Woman at whiteboard explaining a drawing of a potential installation in from of two other people sitting down
Marley from Brooklyn Bridge Park discussing her ideas about how to deploy the station while the group discusses the plan

We wrapped up day one ready to get our hands dirty on day two.

We brought lots of potential hardware for the workshop attendees to use to build the installation. The primary mounting material was electrician’s strut, something that we’ve used previously and trust. Strut is durable, weather-resistant, and can be mounted to a permanent structure–in this case, the bridge. We also brought along flexible conduit to protect the cables and an electrician junction box for the distance sensor. The hands-on, practical approach allowed attendees to problem solve together, with guidance from our team.

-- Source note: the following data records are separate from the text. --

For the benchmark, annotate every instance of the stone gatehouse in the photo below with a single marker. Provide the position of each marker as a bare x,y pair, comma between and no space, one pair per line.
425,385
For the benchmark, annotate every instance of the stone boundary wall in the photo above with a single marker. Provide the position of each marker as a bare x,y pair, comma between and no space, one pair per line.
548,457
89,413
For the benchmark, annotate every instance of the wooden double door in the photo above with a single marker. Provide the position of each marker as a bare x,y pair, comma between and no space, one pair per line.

Four people sitting around in a floor building infrastructure for a FieldKit installation. Many tools and pieces of hardware are strewn about.
Tom, Stephen, Marley, and Jackie work on the installation infrastructure before going into the field. Stephen (foreground) discusses the mounting plan for the solar panel on the unistrut arm.

The final installation used two 2’ pieces of 1-5/8” strut, held together by a four-hole plate, four 1/2”-13 bolts, lock washers, flat washers, and nuts. This arm allowed us to project the distance sensor over the water to measure stage height effectively, as seen in the images below. We also were able to use this arm to mount the solar panel to ensure the station remains charged.

Three people hold the FieldKit sensor mount over the edge of a bridge. The solar panel and ultrasonic rangefinder can be seen.
Marley, Pete, and Stephen check out the unistrut mount over the bridge.

A few notes:

Make sure that your deployment is easy to retrieve for inevitable recalibration. Most water chemistry sensors (used by FieldKit and other hardware manufacturers) require calibration in the 3,6, or 12 month span. A difficult to retrieve installation makes this harder.

A person holds the FieldKit enclosure while others work to mount the unistrut arm. The cable protector pipe is visible.
Mounting over water means extra hands are helpful! Stephen holds the FieldKit enclosure, which is attached to the flexible conduit protecting the extension cables for the probes. Tom and Marley work to mount the unistrut arm holding the solar panel, ultrasonic rangefinder, and the pipe protecting the probe cables as they enter the water. Pete and Shah from FieldKit look on.

Mount the probes in a way that protects their cables and prevents them from tangling—both amongst themselves and with the ambient environment. In the images shown, you can see the probe management solution our attendees came up with: two 3′ sections of 1/2″ trade diameter galvanized iron pipe joined with a 1/2″ NPT female-female coupler.

Another view of the FieldKit installation described above
Having lots of people allowed us to trade off. Lindsay from FieldKit holds the enclosure whole Marley checks that the distance sensor inside the junction box is correctly placed. We’ll finish by attached the FieldKit case to the bridge using our perennial favorite hose clamps.

Overall, the Bashakill FieldSchool was a great opportunity for people from disparate organizations with different skillsets to come together around mutual interest for mutual flourishing. We are interested in using this model in other areas, working with groups of small, nimble environmental organizations in other areas in the US and around the world.

Length of unistrut projecting over water with a solar panel, ultrasonic rangefinder, and flexible conduit visible
The final installation of the sensor mount over the Bashakill.

Thanks again to MEEC for hosting us, and for the attendees from the Basha Kill Area Association, Brooklyn Bridge Park, Catskill Mountainkeeper, the New York State Department of Environmental Conservation, New York Environcom, and the New York State Water Resources Institute. Extra special thanks to John Pratt from Catskill Mountainkeeper for the photography used in this blog post.